Stem cell injections
Techniques to rebuild and repair knee injuries have remained unchanged in recent years, although the development of stem cell therapy could offer a more robust alternative.
Stem cells reset the joint environment, promote healing by reducing pain and swelling and improve the range of motions and quality of life.
Stem cell therapy also helps patients undecided about surgery or those medically unfit for a full knee replacement.
While there is little scientific data to support the therapy in professional sport, experts at Abu Dhabi Stem Cells Centre (ADSCC) said it could be used more widely in the general population.
“Studies have shown that such procedures usually take long recovery time and the patient might have residual painful knee due to incomplete healing,” said Dr Ashok Kumar, an orthopaedic surgeon at ADSCC.
“Surgical augmentation with stem cell injections enhances the strength of repaired or reconstructed tissues.
“It promotes early recovery and delays the ligament and cartilage degenerations in the knee joint.”

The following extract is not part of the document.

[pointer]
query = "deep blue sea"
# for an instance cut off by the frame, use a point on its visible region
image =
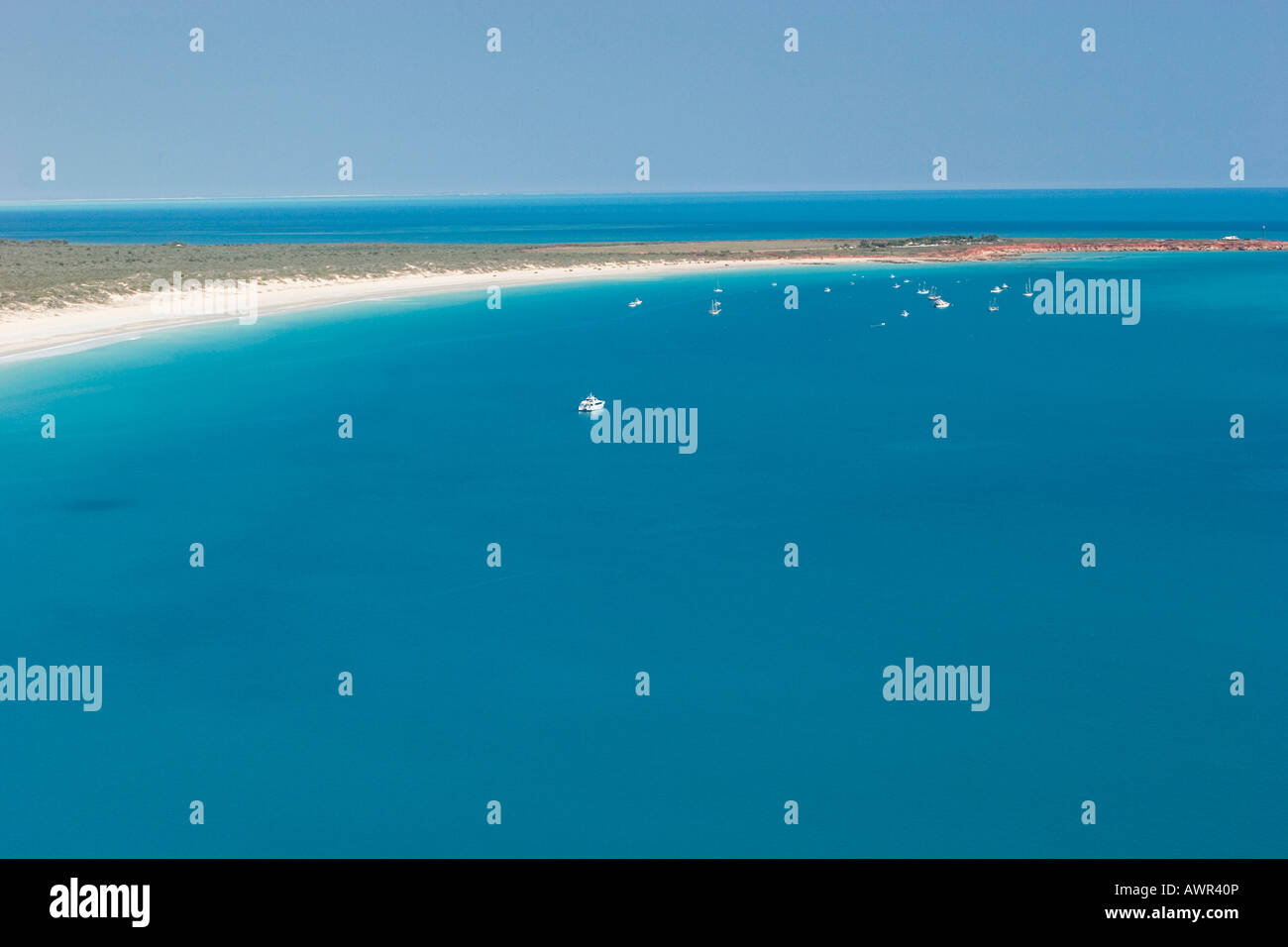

Stem cells have the unique ability of self-renewal and promote accelerated healing by replacing the damaged local tissue.
They are harvested from the bone marrow at the time of surgery or taken from patients' own stored stem cell and injected into the desired site.
"Combining stem cells with conventional knee surgery provides better tissue at the site of repair or reconstruction,” said Dr Kumar.
“It accelerates the early recovery and delays the further degeneration of the affected tissues. We proudly perform these procedures at ADSCC.”